Learning from Other Consumer Industries

Before moving into financial services, my journey across sectors like consumer electronics and automotive offered an important perspective on customer relationships. In those categories, the sale is rarely the end of the journey. It is the beginning. Automotive brands stay connected through service reminders, upgrade conversations and ownership communities. Consumer electronics companies build ecosystems that keep customers engaged long after the initial purchase. These industries understand a simple truth. Loyalty is not built through a single interaction. It is built through continuity.

Insurance has the opportunity to adopt a similar mindset. The renewal moment can become a pause in the journey where the brand reconnects with the customer, reflects on how their life might have evolved and reinforces the value of protection in that changing context.
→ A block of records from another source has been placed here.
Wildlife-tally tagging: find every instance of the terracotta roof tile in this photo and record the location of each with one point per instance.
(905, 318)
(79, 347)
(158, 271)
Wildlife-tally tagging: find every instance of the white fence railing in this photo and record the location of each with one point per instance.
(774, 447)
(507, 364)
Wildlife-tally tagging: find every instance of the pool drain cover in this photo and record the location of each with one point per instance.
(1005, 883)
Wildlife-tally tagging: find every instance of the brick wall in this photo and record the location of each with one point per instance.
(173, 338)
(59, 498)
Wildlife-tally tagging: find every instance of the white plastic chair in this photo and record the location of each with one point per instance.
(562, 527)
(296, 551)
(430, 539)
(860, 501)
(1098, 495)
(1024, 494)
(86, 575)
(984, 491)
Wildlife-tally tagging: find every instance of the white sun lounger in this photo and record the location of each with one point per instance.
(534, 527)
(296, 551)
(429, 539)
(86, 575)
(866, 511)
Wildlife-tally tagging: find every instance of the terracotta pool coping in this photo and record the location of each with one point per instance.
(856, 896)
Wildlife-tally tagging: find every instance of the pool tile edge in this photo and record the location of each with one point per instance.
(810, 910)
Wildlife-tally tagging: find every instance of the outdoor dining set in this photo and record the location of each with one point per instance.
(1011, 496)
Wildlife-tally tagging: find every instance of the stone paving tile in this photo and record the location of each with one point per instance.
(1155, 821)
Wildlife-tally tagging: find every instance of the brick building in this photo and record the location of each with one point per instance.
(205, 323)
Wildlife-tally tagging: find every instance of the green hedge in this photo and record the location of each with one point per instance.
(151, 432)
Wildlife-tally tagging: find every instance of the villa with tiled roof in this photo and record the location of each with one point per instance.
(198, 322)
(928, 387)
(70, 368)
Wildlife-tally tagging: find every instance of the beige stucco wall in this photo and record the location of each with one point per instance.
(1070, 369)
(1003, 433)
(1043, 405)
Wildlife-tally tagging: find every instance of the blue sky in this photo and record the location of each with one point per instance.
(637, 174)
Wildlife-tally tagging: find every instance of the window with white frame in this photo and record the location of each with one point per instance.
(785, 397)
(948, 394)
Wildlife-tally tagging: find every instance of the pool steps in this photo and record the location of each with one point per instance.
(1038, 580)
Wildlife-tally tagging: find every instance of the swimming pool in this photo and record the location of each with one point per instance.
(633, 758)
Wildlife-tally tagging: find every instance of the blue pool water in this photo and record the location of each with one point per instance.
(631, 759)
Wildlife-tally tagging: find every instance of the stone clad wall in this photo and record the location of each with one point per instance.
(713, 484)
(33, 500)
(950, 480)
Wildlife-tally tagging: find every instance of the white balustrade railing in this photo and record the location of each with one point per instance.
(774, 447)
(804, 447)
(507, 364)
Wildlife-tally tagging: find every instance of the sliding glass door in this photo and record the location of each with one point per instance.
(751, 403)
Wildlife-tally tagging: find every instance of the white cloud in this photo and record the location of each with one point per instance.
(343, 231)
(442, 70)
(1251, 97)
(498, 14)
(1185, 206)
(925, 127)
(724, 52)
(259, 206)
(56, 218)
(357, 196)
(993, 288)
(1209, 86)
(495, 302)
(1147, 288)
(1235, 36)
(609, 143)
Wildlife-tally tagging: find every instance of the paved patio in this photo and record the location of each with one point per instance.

Personalisation Must Become the Norm

Today’s consumers live in an environment where personalisation has become the baseline expectation. According to McKinsey, 71 percent of consumers expect personalised interactions from brands, and nearly three quarters say they feel frustrated when companies fail to deliver them. Yet many renewal messages still feel generic.

Imagine instead receiving a renewal message that acknowledges how your life may have changed over the past year. Perhaps your family has grown. Perhaps your financial priorities have shifted. Perhaps your focus on health and wellness has deepened.

When communication reflects these realities, the renewal moment begins to feel less like a payment reminder and more like guidance. And guidance is the foundation of trust.

Storytelling Makes Insurance Human

Insurance is one of the most meaningful promises a brand can make to a customer. Yet we often communicate it through policy features, riders and technical terminology. Customers do not emotionally connect with clauses. They connect with stories. The real value of insurance lies in what it enables. It allows families to plan with confidence. It provides resilience during uncertainty. It protects aspirations that people spend a lifetime building. Renewal communication can become an opportunity to remind customers of this deeper purpose. Not through fear, but through reassurance. Not through complexity, but through clarity.

Moving the Needle from Protection to Prevention

There is also a broader shift shaping consumer expectations today. People are no longer thinking about financial protection only in moments of crisis. Increasingly, they are thinking about wellbeing, prevention and long-term resilience.

Deloitte’s global consumer insights highlight that people are placing greater emphasis on proactive health management and financial preparedness. Insurance brands can play an important role in this shift.

Renewal communication can highlight wellness programmes, preventive health engagement, financial literacy tools and insights that help customers make better decisions throughout the year. In doing so, the relationship between brand and customer becomes continuous rather than episodic. Insurance begins to feel less like a product and more like a partner.

The Renewal Opportunity

As digital ecosystems evolve, technology will undoubtedly reshape how insurers communicate. AI can enable deeper personalisation. Data can help identify life stage transitions. Digital platforms can simplify interactions. But the real transformation lies in how we frame the moment itself. Do we treat renewal as a reminder to pay? Or do we treat it as a reminder of why the relationship exists in the first place? In a trust driven category like insurance, that distinction is powerful. Because every renewal is not just a continuation of a contract. It is a quiet vote of confidence. And when marketing approaches that moment with empathy, relevance and storytelling, the renewal notice stops being an obligation. It becomes something far more meaningful. A conversation that continues year after year.

Disclaimer: The views expressed here are solely those of the author and do not in any way represent the views of exchange4media.com.